Ровно тринадцать лет с того дня, когда я очнулся закопанным по шею на берегу Царскосельском пруда.

И вот сегодня настало время подвести некоторые итоги моего пребывания в этом мире.

Московский вокзал, залитый утренним светом, полный народа, знамён и цветов. Море шляп, мундиров, бриллиантовых булавок и нервных улыбок. Ну и куча журналистов и фотографов — куда без них.

Вся столица здесь — но не только аристократия. В первых рядах, отделённые алой лентой от парадной аллеи, стояли те, чьи руки проложили путь от Петербурга к Москве: рабочие в праздничных рубахах с вышитыми гербами. Их груди украшали серебряные медали «За постройку железной дороги»– не как символы награды, а как знамёна труда, заменившие собой штыки почётного карауля. Инженеры в новых сюртуках, рядом — теодолиты, увенчанные лентами, и чертёжные доски с гравюрами будущих станций, развешанные как трофеи. Даже в этот день, когда аристократы щеголяли нарядами и ювелирными изделиями, здесь царила рабочая гордость.

Кого уж точно не было у Московского вокзала, так это бунтовщиков, каковыми оказались в моём мире декабристы.

Декабристы. Если верить историческим данным их было больше пятисот. Двести восемьдесят девять были признаны виновными. Более четырёх тысяч солдат, выступавших на стороне декабристов, после восстания были отправлены воевать на Кавказ, ко многим были применены телесные наказания.

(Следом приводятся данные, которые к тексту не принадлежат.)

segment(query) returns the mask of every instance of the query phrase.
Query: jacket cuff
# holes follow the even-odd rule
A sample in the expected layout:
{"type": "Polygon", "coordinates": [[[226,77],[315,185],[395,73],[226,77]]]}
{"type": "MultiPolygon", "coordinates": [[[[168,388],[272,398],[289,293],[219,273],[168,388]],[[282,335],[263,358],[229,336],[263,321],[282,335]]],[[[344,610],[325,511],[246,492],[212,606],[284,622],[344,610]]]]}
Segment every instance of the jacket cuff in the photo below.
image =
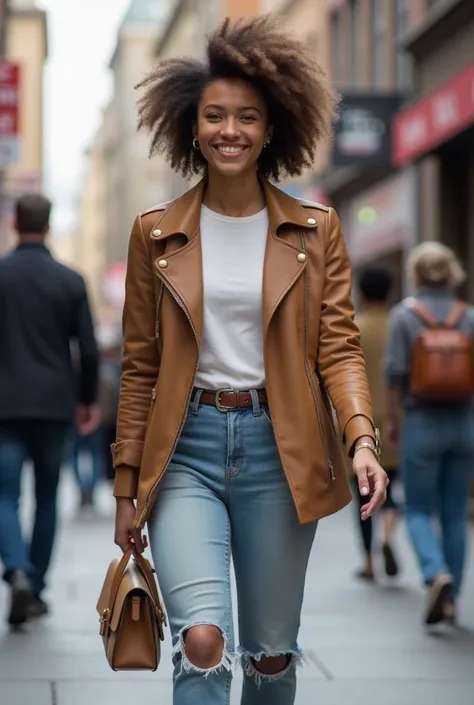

Но на этот раз История изменила свой ход. Те из потенциальных декабристов, кто ещё не нашёл себя в делах Союза и после первых реформ, в деле возрождения Державы, позже составили костяк «Комитета по делам крестьян и помещиков».

Да, приходилось не только права крестьян отстаивать, но и помещиков с их семьями защищать.

Разъяснения от правительства под названием «Земля и воля» были разосланы везде, даже в самые маленькие деревушки. Их, под свет лучины, крестьяне заучивали наизусть. И это работало. В кои веки до народа донесли внятные объяснения происходящего.

В прошлой истории, после отмены крепостного права произошло более тысячи бунтов и волнений за год. В три раза больше, чем за предыдущие пять лет. А русский бунт — он всегда кровав и беспощаден. Вот и носились члены Комитета по сёлам и уездам, как проклятые, донося волю Императора и разрешая конфликты между крестьянами и помещиками.

Во многом благодаря их усилиям реформы малой кровью обошлись.


Я вышел из своего автомобиля — чёрного, необычного для этого мира, словно сошедшего со страниц моих воспоминаний. Его создали в Велье, в мастерских моих Самоделкиных, которые умеют превращать даже самые смелые фантазии в действующую технику.

Хотелось бы гордиться, что такой экземпляр единственный, но приходится признать: у самого Императора стоит в конюшне точно такой же минивэн. А как иначе быть с Николаем I, чьё слово в Российской империи весит больше, чем все её границы? Разве можно представить царя без надёжного средства передвижения? Тем более что он не просто правитель — мой кум, человек, с которым нас связывают не только обряды крещения, но и годы доверия, прошедшие сквозь дым войн, туман дипломатических переговоров и шепот приёмных залов.

Выйдя из машины, я открыл заднюю дверь и подал руку жене. Катя с благодарностью приняла помощь, легко ступив на мостовую.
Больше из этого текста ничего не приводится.